Untuk itu, UMKM perlu terus didorong meningkatkan produktivitas, memanfaatkan teknologi, memperluas pasar, dan terhubung dengan ekosistem usaha yang lebih luas. Gerakan Korporasi Gandeng UMKM menghubungkan UMKM dengan rantai pasok dan rantai nilai korporasi melalui kemitraan. Akses pasar, jaringan, teknologi, pengalaman, dan standar usaha yang dimiliki korporasi dapat menjadi pengungkit bagi UMKM untuk meningkatkan produktivitas dan kapasitas usaha. Kemitraan tersebut juga membuka akses pasar dan pembiayaan yang lebih luas sehingga UMKM dapat terus berkembang dan naik kelas. Upaya ini diwujudkan dalam KKI 2026 antara lain melalui fasilitasi business matching, yang menargetkan omzet dan business matching ekspor sebesar Rp446,9 miliar serta business matching pembiayaan, termasuk pembiayaan hijau, sebesar Rp212,8 miliar.

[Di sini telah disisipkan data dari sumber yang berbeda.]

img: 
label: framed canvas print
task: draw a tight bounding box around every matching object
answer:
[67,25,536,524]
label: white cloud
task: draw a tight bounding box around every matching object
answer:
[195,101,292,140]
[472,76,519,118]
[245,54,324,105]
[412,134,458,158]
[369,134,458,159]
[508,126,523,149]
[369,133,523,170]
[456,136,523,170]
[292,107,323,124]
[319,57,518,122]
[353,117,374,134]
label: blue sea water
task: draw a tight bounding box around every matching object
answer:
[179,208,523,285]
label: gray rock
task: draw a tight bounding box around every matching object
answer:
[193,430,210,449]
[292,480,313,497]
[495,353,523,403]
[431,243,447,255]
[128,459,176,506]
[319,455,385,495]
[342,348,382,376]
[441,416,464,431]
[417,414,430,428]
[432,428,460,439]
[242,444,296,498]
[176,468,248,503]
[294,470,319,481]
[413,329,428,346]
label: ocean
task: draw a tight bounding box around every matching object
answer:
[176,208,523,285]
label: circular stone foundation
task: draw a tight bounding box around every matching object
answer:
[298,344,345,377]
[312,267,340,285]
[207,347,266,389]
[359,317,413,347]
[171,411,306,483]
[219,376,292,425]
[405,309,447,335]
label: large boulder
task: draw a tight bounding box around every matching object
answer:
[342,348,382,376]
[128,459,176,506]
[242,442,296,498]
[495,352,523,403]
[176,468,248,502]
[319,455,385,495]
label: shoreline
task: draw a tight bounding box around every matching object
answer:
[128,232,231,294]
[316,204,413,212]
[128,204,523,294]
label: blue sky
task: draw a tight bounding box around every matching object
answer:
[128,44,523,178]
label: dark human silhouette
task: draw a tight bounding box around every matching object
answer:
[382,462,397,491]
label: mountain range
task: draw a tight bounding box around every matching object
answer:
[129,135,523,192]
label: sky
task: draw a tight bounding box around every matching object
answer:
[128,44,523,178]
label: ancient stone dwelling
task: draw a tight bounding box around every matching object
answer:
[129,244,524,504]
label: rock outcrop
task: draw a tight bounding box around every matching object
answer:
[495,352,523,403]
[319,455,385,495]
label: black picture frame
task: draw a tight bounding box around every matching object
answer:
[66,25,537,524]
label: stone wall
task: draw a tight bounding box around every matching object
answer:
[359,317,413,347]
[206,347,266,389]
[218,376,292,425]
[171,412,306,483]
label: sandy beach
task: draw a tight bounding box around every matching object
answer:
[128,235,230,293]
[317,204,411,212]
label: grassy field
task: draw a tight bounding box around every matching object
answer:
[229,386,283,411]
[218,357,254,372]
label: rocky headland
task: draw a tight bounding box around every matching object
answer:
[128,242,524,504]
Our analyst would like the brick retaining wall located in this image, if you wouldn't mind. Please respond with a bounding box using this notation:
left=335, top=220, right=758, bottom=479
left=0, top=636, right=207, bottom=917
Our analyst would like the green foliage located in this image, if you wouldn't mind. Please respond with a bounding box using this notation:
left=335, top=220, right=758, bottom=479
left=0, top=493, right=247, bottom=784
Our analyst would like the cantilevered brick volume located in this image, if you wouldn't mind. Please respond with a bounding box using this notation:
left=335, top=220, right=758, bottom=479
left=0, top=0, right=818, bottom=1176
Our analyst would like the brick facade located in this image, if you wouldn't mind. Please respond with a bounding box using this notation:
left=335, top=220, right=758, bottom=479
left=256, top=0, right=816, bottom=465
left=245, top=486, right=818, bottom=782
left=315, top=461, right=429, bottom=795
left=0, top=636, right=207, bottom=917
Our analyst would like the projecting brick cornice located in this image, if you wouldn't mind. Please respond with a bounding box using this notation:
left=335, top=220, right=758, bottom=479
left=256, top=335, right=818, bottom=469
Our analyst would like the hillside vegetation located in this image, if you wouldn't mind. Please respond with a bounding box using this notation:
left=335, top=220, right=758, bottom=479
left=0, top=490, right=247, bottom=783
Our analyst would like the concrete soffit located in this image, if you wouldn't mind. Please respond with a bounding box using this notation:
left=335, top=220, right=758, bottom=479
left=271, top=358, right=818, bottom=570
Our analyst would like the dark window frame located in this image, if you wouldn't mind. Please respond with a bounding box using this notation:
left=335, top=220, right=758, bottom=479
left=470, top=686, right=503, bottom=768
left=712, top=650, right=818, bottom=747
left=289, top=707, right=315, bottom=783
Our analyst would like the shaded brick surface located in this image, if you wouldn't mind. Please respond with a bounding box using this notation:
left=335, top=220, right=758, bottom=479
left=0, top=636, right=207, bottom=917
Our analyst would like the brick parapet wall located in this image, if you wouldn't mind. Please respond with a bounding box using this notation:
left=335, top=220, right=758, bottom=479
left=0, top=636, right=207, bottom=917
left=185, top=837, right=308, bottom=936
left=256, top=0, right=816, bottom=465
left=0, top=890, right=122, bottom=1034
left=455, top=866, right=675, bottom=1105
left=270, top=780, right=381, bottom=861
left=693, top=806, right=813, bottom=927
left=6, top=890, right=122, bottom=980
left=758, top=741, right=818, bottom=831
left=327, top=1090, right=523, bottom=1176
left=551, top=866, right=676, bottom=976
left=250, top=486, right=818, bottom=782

Sepanjang tahun 2026, Kantor Perwakilan BI Provinsi Kalimantan Selatan (Kalsel) telah memfasilitasi business matching ekspor kepada 2 UMKM dengan nilai sebesar Rp2,08M dan business matching pembiayaan kepada 112 UMKM dengan nilai sebesar Rp8,7M hingga bulan Agustus 2026. 

Hal tersebut mempertegas komitmen Bank Indonesia untuk terus memperluas akses pembiayaan terhadap UMKM di daerah untuk memperluas pasar dan mengembangkan usahanya dengan harapan dapat mendorong pertumbuhan ekonomi daerah yang lebih tinggi, inklusif, dan berkelanjutan.

BI mengajak seluruh pemangku kepentingan untuk terus memperkuat optimisme, kolaborasi, dan aksi nyata. Sinergi ini akan mendukung terwujudnya ekosistem di mana usaha kecil memiliki ruang untuk menjadi besar, korporasi tumbuh bersama mitra usahanya, dan pembiayaan mengalir kepada kegiatan ekonomi yang semakin produktif.

Akselerasi pembiayaan terus berjalan di Kalsel, tercermin dari realisasi Kredit Usaha Rakyat (KUR) di Kalsel hingga 30 Juni 2026 mencapai Rp2,69 triliun kepada 37.385 debitur dengan skema mikro mendominasi sebesar Rp1,76 triliun, serta ditopang pembiayaan Ultra Mikro (UMi) senilai Rp30,95 miliar kepada 5.547 debitur. Penguatan juga dilakukan melalui pelatihan aplikasi pencatatan keuangan SIAPIK (Sistem Informasi Aplikasi Pencatatan Informasi Keuangan) kepada pelaku UMKM dan pendataan pelaku usaha yang potensial dibiayai melalui aplikasi BISAID. Lebih lanjut, sinergi lintas instansi terus dilakukan, antara lain bersama Kantor Wilayah Kementerian Hukum Kalsel untuk mendorong legalitas usaha UMKM agar semakin dipercaya lembaga keuangan dan Badan Amil Zakat Nasional Kalimantan Selatan untuk pembinaan pelaku usaha ultra mikro dan pra sejahtera.

BI mengajak seluruh pemangku kepentingan dan korporasi untuk terus meningkatkan intermediasi untuk mendukung sektor riil, terutama UMKM. Melalui Gerakan Korporasi Gandeng UMKM diharapkan semakin banyak UMKM terhubung dengan rantai nilai, memperoleh akses pasar dan pembiayaan, serta tumbuh dan naik kelas. Beudaya MeusareSare, Berdaya Bersama-sama mendorong UMKM naik kelas, memperkuat ketahanan ekonomi, mendorong pertumbuhan ekonomi berkelanjutan.